‘Ik wil scheiden maar vind mezelf te oud’

 

Simone (59) is al dertig jaar samen met haar man Frank (61). Samen hebben ze twee kinderen die al het huis uit zijn. 

 

De verstandhouding tussen Simone en Frank is goed, maar van liefde is allang geen sprake meer.

 

‘Frank en ik hebben geen spannend liefdesverhaal. Alles ging heel standaard: we ontmoetten elkaar in een café, raakten aan de praat, en na een paar afspraakjes kregen we een relatie. Na twee jaar gingen we samenwonen, al snel kwam onze zoon Jonas en twee jaar later volgde onze dochter Tess. Twee gezonde, gelukkige kinderen, die het op school goed deden en nu allebei al een tijdje uit huis zijn.

 

Een gigantisch succesvolle carrière hebben we allebei niet gehad, maar allebei hebben wij die ambitie ook nooit gehad: wij wilden niet leven om te werken, maar werken om te leven. En dus zorgden we ervoor dat we een prima baan hadden en genoeg verdienden zodat we lekker vaak op vakantie konden en veel uit eten konden — Frank en ik houden allebei heel erg van diners.

 

Vrienden omschrijven ons als het ideale stel. Maar dat klinkt een beetje saai, niet?

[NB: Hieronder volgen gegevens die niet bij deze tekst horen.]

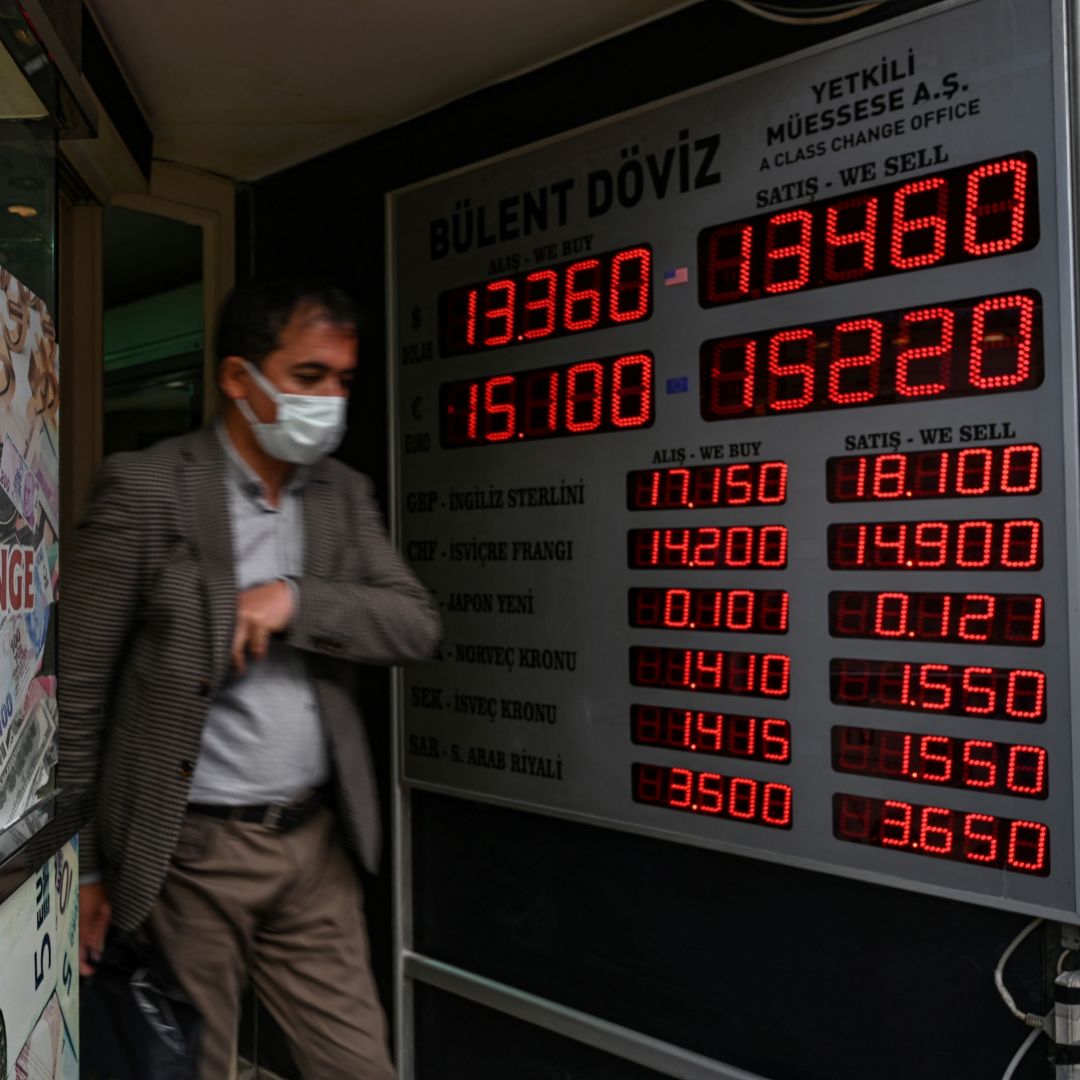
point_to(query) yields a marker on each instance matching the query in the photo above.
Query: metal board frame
(1066, 31)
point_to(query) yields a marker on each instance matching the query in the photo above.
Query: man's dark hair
(254, 314)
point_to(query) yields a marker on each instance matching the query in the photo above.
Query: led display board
(802, 589)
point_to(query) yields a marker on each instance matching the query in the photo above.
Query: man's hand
(260, 611)
(95, 913)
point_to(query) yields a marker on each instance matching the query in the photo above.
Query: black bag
(135, 1022)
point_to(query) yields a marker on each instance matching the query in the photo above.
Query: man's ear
(231, 377)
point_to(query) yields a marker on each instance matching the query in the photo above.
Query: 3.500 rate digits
(993, 693)
(736, 798)
(972, 212)
(958, 349)
(1000, 544)
(980, 839)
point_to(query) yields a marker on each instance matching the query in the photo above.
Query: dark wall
(758, 964)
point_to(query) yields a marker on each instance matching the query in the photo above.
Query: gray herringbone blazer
(146, 622)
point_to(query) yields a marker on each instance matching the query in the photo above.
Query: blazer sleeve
(99, 589)
(386, 618)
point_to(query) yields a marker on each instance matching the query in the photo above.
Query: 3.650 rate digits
(971, 212)
(709, 548)
(725, 734)
(975, 764)
(971, 618)
(734, 798)
(709, 671)
(705, 487)
(960, 349)
(980, 839)
(724, 610)
(998, 544)
(936, 474)
(990, 693)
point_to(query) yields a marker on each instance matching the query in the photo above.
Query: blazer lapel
(213, 536)
(320, 539)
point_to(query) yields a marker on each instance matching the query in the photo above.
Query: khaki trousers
(283, 909)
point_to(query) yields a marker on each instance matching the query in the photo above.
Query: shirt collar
(246, 478)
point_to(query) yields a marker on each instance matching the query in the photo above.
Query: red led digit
(775, 740)
(1021, 469)
(979, 698)
(772, 483)
(1027, 770)
(1027, 846)
(919, 240)
(581, 307)
(541, 403)
(974, 544)
(495, 409)
(863, 368)
(976, 618)
(1021, 544)
(935, 832)
(471, 318)
(980, 764)
(711, 793)
(931, 545)
(544, 302)
(677, 608)
(1026, 694)
(727, 273)
(777, 805)
(995, 348)
(930, 379)
(503, 313)
(679, 787)
(973, 471)
(778, 257)
(890, 475)
(861, 239)
(584, 406)
(995, 226)
(896, 824)
(631, 279)
(853, 818)
(935, 759)
(1024, 619)
(632, 391)
(731, 375)
(782, 369)
(981, 838)
(890, 615)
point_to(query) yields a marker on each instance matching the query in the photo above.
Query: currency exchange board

En dat is ook precies wat Frank en ik zijn: saai. Al vanaf het begin rolde ik met m’n ogen als mensen ons een perfect stel noemden, of zeiden dat we het goed voor elkaar hadden. Eerst deed ik dat omdat ik me een beetje gegeneerd voelde, want vaak werd dat toch gezegd met een onderliggende jaloezie. Maar nu rol ik met m’n ogen omdat ik denk: ‘Jullie moesten eens weten.’

 

Want als ik terugdenk aan toen ik jong was en de dromen die ik had, welke daarvan zijn nou uitgekomen? Ik wilde moeder worden en ik hou zielsveel van m’n kinderen; dat is gelukt. Maar ik wilde reizen, de wereld zien. Frank vindt onze vakanties naar Spanje en Italië al ver genoeg. Boeken wilde ik schrijven, fotografie wilde ik onder de knie krijgen, en een schildercursus volgen. Nergens is wat van terecht gekomen. En dat neem ik Frank niet kwalijk hoor, het is mijn eigen schuld.

 

Wat ik steeds meer begin te beseffen, is dat ik met mijn beste vriend ben getrouwd. Niet met de man waar ik verliefd op ben. Niet dat er een ander is, maar tussen Frank en mij is er nooit sprake geweest van een echte verliefdheid. Dat zie ik nu, sinds de kinderen uit huis zijn. We zijn aangewezen op elkaar en het is gezellig, we kunnen het hartstikke goed met elkaar vinden. Maar verliefdheid? Vlinders? Die heb ik nooit gehad.

 

Vroeger zei ik altijd dat ik kleffe stelletjes haatte en een hekel had aan hand-in-hand lopen. Frank zei dat hij daar net zo in stond; een intiem stel zijn we nooit echt geweest, zeker niet naar de buitenwereld toe. Maar ook binnenshuis is er weinig sprake van affectie. Nooit knuffelen op de bank, nooit even een zoen, seks is meer een routinematig klusje dat we allebei wel prettig vinden, maar het is nooit vuurwerk geweest.

 

Sinds twee jaar ben ik steeds meer aan het twijfelen. Is er niet meer dan dit? Ik hou van Frank, maar het is mij heel duidelijk dat dat eigenlijk altijd alleen vriendschap was. Er is geen ander, nooit geweest ook, maar ik verlang er wel naar. Niet naar iemand in het bijzonder, maar gewoon íemand waarmee ik wel die passie kan hebben. Die naar mij verlangt, en ik naar hem. Verdienen Frank en ik dat niet allebei? Ik kan me niet voorstellen dat hij vindt dan onze relatie op dit moment een 10 is. Onze verstandhouding en onze vriendschap, die zijn dat zeker wel. Maar is dat genoeg?

 

Eigenlijk wil ik de sprong wagen. Zeker nu Frank en ik allebei continu thuis zijn vanwege het coronavirus, merk ik dat ik meer wil. Misschien wil ik nog wel een keer naar Azië, of naar Zuid-Amerika. Wil ik weer eens op date met een man, wil ik begeerd worden. Ik zit zo in een tweestrijd, want ik waardeer ook echt wel wat ik heb met Frank: een bijzonder goede vriendschap en een heel comfortabel leven. Ongelukkig zijn we allebei niet, maar het blijft aan me knagen. Als ik een stuk jonger was geweest was dit een makkelijke beslissing geweest, maar is het het nu nog waard om te gaan scheiden? Heb ik niet gewoon mijn lot al bezegeld en moet ik het nu maar uitzitten?’